Belfast Telegraph

Wednesday 3 September 2014

Switch led to birth of Provos

THE Official IRA's switch in policy on abstentionism and the terror campaign, were the issues behind the split which led to the birth of the Provisionals in January 1970.

THE Official IRA's switch in policy on abstentionism and the terror campaign, were the issues behind the split which led to the birth of the Provisionals in January 1970.



The idea that 'volunteers' should recognise the parliaments in Dublin, Stormont and Westminister, was too much for the more militant members, who split to create the Provisionals.



As the dust settled on the paramilitary divisions, the split was mirrored in Sinn Fein.
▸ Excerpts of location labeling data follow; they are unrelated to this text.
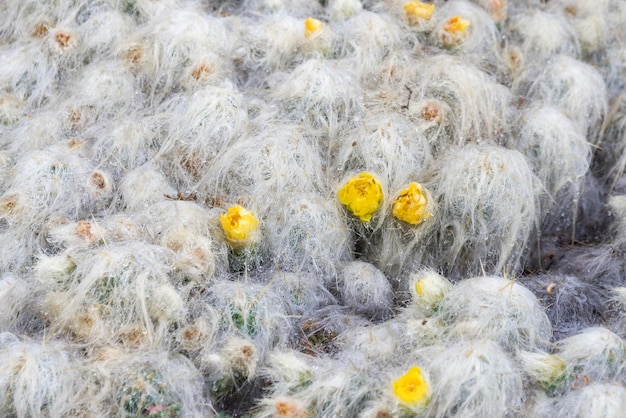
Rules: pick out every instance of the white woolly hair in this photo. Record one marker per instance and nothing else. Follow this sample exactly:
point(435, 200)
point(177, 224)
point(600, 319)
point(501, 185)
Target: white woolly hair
point(278, 160)
point(101, 90)
point(487, 197)
point(188, 230)
point(19, 313)
point(288, 370)
point(471, 379)
point(365, 289)
point(427, 288)
point(480, 45)
point(478, 106)
point(541, 35)
point(38, 378)
point(368, 39)
point(597, 22)
point(596, 353)
point(176, 40)
point(307, 233)
point(272, 45)
point(497, 309)
point(594, 400)
point(121, 293)
point(322, 95)
point(140, 383)
point(251, 310)
point(28, 74)
point(574, 87)
point(386, 144)
point(142, 187)
point(556, 149)
point(124, 146)
point(570, 302)
point(335, 389)
point(303, 293)
point(202, 127)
Exactly 31-years-on, policing and demilitarisation - two issues Sinn Fein is seen by hardliners as having failed to deliver on - are the straws which could break the back of the Good Friday Agreement.



But this time, the decision to time the split to coincide with the first day of Bobby Sands' hunger strike - March 1 - is being viewed as the final insult to Sinn Fein's leadership.



Parallels can also be drawn between the feelings expressed by IRA 'foot-soldiers' in south Armagh in recent weeks, and those voiced by IRA chiefs in the run-up to the 1981 hunger-strikes.



The IRA thought it had won the battle for political status in the run-up to Christmas 1980, after the 'blanket' campaign and the first hunger strike at the Maze prison.



But when it emerged that they had been duped into accepting something less than full political status, the backlash was severe.



Prisoner James 'Jaz' McCann from west Belfast wrote in Nor Meekly Serve My Time: "Had they, instead of shutting all doors, given us a face-saver, there would have been no hunger strike - although that is not to say it would have been the end of the matter.



"I think Bobby (Sands) went to great lengths to get that face-saver, and that possibly the NIO/prison administration perceived this as weakness on our behalf, and decided to put the boot in when - as they may have perceived it - we were down.



"If this was the case, they were to get a rude awakening."



Added McCann: "The diplomacy was over. The order came to the wing - smash the place!



" It was war!



"I felt good that night - smashing my cell to pieces. It wasn't just the satisfaction of breaking furniture, but the message that it would be sending to the Brits."



Writing in the same book, hunger-strike organiser Brendan "Bik" McFarlane, said: "There could be no failure - we would either win or die.



"In fact, we would have to die in order to win."